Duda profita de la confusion pour s’éclipser le plus discrètement possible et sortir rapidement de la taverne avant que les commissaires aient pu constater son absence.
- Dépenser note thune. Tu parles. Et puis quoi encore ? Vous me prenez vraiment pour un couillon. – lança-t-il par-dessus son épaule alors que la porte de sortie de la Mémère qui Boit s’était refermée. – Même pas en rêve, les mecs !
***
De retour au Crampon Doré, Duda eut la désagréable surprise de constater qu’aucun joueur de l’équipe n’était de retour, malgré l’heure très tardive. Passablement agacé, il remit sa houppelande et, jurant sous cape, s’enfonça dans la fraîcheur de la nuit. Il les retrouva naturellement à la Dryade Frivole, les uns plus éméchés que les autres, effondrés sur les canapés de l’établissement, tenant fermement dans leurs petits bras potelés qui une chopine, qui une copine, qui enfin une terrine. La colère crut brusquement en lui, tel l’éclair vengeur surgissant des doigts d’un mage céleste, alors qu’il avisait la bande d’ivrognes oisifs et replets qui lui servait d’équipe et avec laquelle il devait composer depuis plusieurs mois. Il les aimait pourtant, ces crétins puérils et revêches. En son for intérieur, en tant que leur ami, il était prêt à leur pardonner tous les écarts de conduite, tous les excès, les abus et l’absence totale de discipline. Mais pas en tant qu’entraineur. En sa qualité de coach, il était de son devoir – et même si ça lui pesait souvent – de remettre les idées en place à ces canailles irascibles, de leur inculquer le respect de l’ordre et de la discipline que nécessitait une compétition de haut niveau. C’est la raison pour laquelle, il gronda en se campant au milieu de la pièce, les mains sur les hanches :
- Qu’est-ce que vous foutez là encore, espèces de loques putrides ?! A quelle heure vous deviez rentrer au Crampon Doré, tas de fientes décérébrées ?!

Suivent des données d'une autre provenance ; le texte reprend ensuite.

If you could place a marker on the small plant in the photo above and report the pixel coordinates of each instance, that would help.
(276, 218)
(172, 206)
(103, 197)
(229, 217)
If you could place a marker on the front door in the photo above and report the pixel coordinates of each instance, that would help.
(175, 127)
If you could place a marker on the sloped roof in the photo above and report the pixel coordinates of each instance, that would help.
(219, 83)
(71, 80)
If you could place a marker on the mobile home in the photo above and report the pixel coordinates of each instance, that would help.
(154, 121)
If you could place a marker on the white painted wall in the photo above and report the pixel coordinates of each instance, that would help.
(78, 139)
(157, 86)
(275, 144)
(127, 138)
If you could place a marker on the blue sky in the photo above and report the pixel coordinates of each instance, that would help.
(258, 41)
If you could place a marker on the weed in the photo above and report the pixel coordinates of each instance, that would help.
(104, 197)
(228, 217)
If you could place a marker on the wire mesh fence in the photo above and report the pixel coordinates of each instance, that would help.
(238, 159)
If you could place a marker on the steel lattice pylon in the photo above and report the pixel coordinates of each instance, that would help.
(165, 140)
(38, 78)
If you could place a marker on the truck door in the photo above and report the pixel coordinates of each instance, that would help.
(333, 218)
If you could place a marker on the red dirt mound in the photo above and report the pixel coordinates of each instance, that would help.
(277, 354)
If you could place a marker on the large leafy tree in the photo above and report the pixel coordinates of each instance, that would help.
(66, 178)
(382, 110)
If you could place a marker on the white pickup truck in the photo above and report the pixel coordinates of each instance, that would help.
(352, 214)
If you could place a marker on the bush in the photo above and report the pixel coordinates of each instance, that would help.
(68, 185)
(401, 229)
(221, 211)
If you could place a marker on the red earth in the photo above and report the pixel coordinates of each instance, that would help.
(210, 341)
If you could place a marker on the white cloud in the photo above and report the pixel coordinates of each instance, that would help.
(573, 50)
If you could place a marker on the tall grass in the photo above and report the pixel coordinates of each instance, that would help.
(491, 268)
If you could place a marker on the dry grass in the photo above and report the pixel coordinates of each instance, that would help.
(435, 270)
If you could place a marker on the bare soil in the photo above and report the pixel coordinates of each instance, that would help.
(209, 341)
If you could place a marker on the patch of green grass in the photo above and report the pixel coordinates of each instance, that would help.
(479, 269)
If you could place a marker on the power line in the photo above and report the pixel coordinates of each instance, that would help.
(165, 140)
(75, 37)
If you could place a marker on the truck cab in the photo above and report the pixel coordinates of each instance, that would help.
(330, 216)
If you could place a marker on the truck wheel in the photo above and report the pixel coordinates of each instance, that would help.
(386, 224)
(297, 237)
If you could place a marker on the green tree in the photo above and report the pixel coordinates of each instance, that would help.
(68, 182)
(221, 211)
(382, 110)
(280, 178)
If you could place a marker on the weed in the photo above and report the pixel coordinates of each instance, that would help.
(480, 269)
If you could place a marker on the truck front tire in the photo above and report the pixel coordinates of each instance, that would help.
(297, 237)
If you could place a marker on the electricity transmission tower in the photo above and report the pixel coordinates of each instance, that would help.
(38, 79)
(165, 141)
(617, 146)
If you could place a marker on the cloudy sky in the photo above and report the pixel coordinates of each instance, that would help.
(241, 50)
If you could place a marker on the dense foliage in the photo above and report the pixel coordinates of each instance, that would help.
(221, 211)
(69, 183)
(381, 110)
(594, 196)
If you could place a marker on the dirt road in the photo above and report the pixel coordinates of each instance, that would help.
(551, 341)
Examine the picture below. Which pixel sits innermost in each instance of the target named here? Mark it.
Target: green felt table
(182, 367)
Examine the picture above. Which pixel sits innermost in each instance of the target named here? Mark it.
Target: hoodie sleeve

Cette fois-ci, les halflings n’étaient pas même en état de réagir d’une quelque manière que ce soit à la réprimande de leur entraineur. Certains joueurs gémirent en se retournant, d’autres protestèrent en couinant, d’autres encore n’avaient pas même la force de lever une paupière lorsque le coach se déplaça de l’un à l’autre en distribuant claques et beignes. Mais c’était peine perdue, les halflings gisaient, impavides, les corps flasques, leurs regards porcins obscurcis par un voile de vapeurs d’alcool et de produits stupéfiants, et n’arrivant à s’exprimer que par borborygmes.
- Vous allez lever vos gros culs de là et remonter dans la Phantom, petits merdeux ! On a un match demain, vous avez oublié ?! – leur hurlait le coach aux oreilles. – Et où sont Cendrechêne et Grisfrêne, bordel ?!
Une main tremblante se leva difficilement de la masse des halflings avachis dans le salon.
- Quoi, qu’est ce qu’il y a, Tholot ? – questionna le coach en ce jetant vers le capitaine de l’équipe et en le saisissant vigoureusement par le revers de sa chemise. – Parle, vieille corne, où je te ferai boire d’la pisse de rat jusqu’à ce que t’aimes ça !
- Lllleeeessss… homm-arb’…. Là-basss…. – souffla le vétéran halfling dans un râle souffreteux et infect, en désignant la porte du fond de l’établissement. – Jjjardin…
- Putain, salopards, je vous avais pourtant dit de les surveiller ! J’peux pas vous laisser seuls un seul soir ! Connards ! – Le coach jura en secouant une dernière fois Tholot, puis le jeta avec véhémence sur le canapé.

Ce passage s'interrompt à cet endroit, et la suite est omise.